Is a correctional facility where inmates (but not employees) openly display sexually suggestive materials in violation of the facility’s policies a hostile work environment for a correctional officer?   No, according to a November 20, 2013 ruling by the Eastern District of California.  Daniels v. Cal. Dep’t of Corr. & Rehab., No. 2:10-cv-00003-MCE-AC (E.D. Cal. Nov. 20, 2013).

The plaintiff in the lawsuit, Maria Aguilar, worked for the California Department of Corrections and Rehabilitation (CDCR) as a housing officer in an all-male correctional facility.  It was the facility’s policy to ban all sexually explicit material (i.e., pornography), while permitting sexually suggestive materials such as swimsuit and lingerie photographs as long as inmates did not openly display them (No Rita Hayworth posters on the walls for Andy Dufresne in this prison).  Inmates who failed to remove materials found to be in violation of the policy were written up and subject to potential discipline.
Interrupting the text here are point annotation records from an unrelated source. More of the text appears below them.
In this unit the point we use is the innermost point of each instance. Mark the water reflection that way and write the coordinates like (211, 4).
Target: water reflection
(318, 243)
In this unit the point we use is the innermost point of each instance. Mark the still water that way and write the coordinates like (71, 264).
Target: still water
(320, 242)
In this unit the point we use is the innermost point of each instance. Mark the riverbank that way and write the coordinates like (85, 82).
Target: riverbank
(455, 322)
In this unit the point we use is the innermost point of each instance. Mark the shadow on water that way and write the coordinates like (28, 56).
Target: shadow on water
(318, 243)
Ms. Aguilar identified six incidents between 2007 and 2011 – all of which occurred in 2008 – where inmates had openly displayed sexually suggestive materials and received a verbal reprimand.  Of those six, only two had carried on to the point where Aguilar reported them to her supervisors.  Significantly, there were no allegations that her supervisors ridiculed or failed to take seriously her reports of misconduct, or that she observed other correctional officers failing to enforce the policies.
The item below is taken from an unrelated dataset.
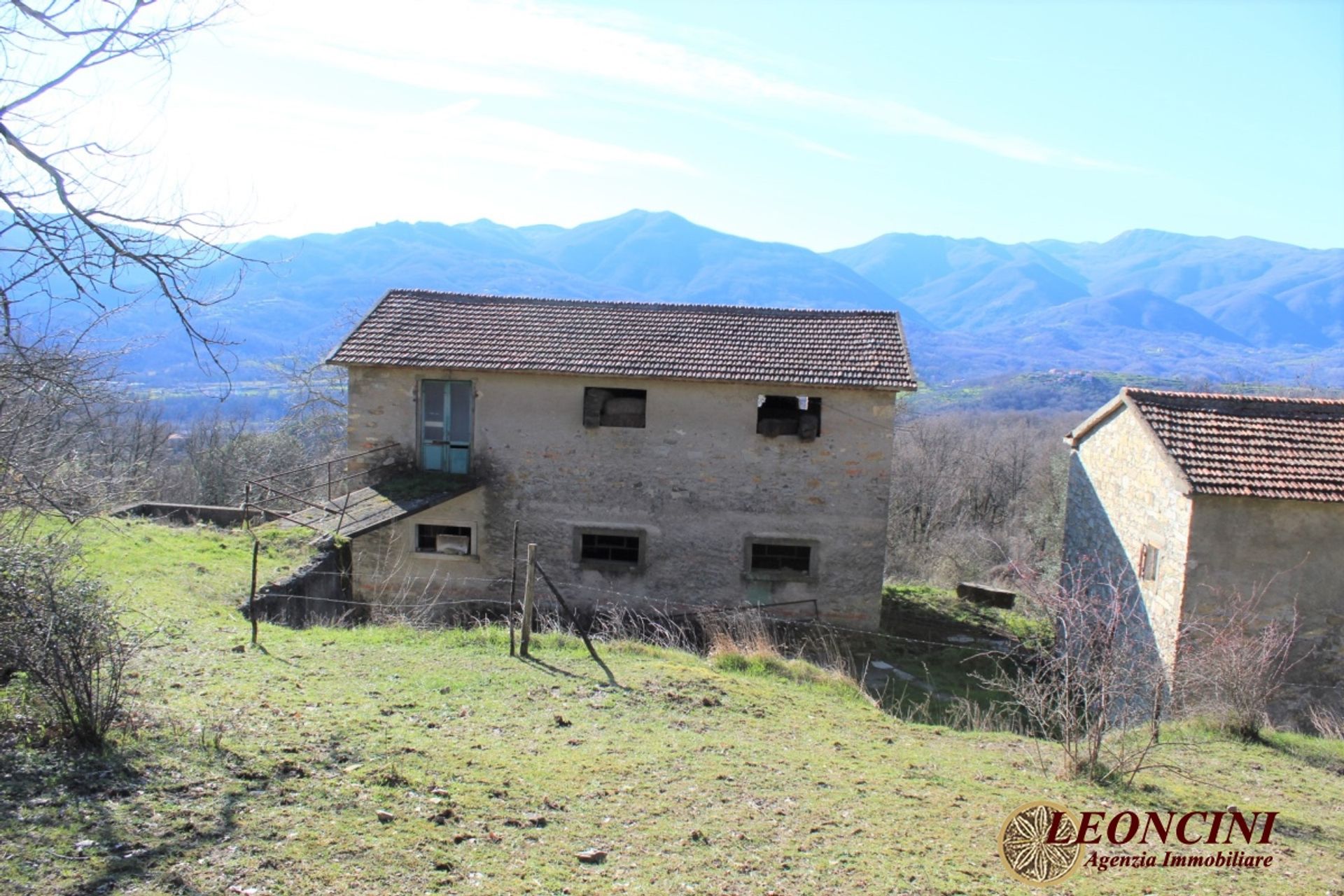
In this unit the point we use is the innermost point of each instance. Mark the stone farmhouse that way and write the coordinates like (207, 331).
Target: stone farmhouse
(1195, 496)
(657, 454)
Ruling in favor of the CDCR, the Daniels Court found that merely exposing Aguilar to sexually suggestive materials was not severe or pervasive enough to rise to the level of a hostile work environment.  The court emphasized the fact that what constitutes severe or pervasive misconduct is specific to the context in which such conduct occurs – a prison setting is very different from, say, a law office.  Thus, as a correctional officer, Ms. Aguilar and others “accepted the probability that they will face inappropriate and socially deviant behavior.”  Viewed in that light, the conduct was not nearly as “severe or pervasive,” according to the court, as a situation where inmates frequently exposed themselves and engaged in sexual acts in front of officers.  Additionally, the court ruled, even if there had been severe or pervasive sexual misconduct, the CDCR would not be liable based on the appropriate corrective action it took in response.  As the Court noted, “liability for inmate sexual harassment depends not on the prisoners’ conduct but instead on the correctional facility’s response to inmate behavior.”  (Emphasis added).  Ms. Aguilar herself admitted both that all of her complaints were taken seriously by supervisors and that she was not harassed by coworkers or supervisors for making those complaints.
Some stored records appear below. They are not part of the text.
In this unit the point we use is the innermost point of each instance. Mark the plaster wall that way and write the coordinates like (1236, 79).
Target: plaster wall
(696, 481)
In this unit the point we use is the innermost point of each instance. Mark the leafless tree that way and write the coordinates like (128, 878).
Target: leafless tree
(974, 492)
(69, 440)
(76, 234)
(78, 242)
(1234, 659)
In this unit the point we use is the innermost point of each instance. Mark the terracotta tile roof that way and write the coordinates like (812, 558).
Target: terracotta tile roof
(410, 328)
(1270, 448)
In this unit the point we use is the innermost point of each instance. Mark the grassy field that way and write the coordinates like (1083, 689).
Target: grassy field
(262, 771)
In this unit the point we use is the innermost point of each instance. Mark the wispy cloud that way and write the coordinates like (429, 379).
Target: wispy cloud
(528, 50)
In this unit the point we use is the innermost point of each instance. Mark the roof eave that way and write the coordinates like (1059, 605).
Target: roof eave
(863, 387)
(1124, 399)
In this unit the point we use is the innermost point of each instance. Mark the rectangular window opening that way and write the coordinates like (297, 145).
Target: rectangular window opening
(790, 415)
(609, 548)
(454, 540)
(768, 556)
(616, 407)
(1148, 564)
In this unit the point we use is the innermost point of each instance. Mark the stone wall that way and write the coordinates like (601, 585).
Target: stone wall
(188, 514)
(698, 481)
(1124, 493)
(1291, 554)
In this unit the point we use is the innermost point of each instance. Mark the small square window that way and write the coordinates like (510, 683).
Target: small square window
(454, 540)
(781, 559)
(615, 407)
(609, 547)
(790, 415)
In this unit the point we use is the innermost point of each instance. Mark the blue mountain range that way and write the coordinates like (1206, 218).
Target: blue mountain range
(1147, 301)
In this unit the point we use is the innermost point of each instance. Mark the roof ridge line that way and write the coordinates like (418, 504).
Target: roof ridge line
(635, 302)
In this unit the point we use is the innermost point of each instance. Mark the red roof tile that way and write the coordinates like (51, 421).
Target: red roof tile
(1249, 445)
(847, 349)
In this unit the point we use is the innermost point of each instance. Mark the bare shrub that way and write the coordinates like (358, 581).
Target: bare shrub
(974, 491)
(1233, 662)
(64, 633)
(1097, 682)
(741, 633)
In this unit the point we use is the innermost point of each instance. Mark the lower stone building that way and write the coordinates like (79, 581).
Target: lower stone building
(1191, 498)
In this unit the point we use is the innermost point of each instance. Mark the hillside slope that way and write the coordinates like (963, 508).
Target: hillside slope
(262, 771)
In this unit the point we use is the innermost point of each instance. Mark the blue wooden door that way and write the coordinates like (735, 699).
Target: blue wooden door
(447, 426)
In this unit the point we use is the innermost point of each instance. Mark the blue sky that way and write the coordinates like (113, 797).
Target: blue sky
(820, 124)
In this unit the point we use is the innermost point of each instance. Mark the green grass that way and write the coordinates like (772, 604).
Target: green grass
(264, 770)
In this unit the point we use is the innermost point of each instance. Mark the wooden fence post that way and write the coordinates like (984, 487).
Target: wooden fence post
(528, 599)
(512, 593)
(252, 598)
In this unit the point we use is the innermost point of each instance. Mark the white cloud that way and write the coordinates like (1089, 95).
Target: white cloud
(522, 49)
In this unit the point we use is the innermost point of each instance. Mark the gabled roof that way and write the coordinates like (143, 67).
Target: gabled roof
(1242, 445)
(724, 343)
This case emphasizes two significant points for employers to keep in mind.  First, the severity or pervasiveness of sexual (mis)conduct must be viewed in the context of the specific work environment.  Second, it is simultaneously important and beneficial for employers both to have internal policies in place and to enforce those policies when potentially discriminatory situations arise.  In the sexual harassment context, especially, Title VII holds employers to a standard of due diligence, rather than one of perfection.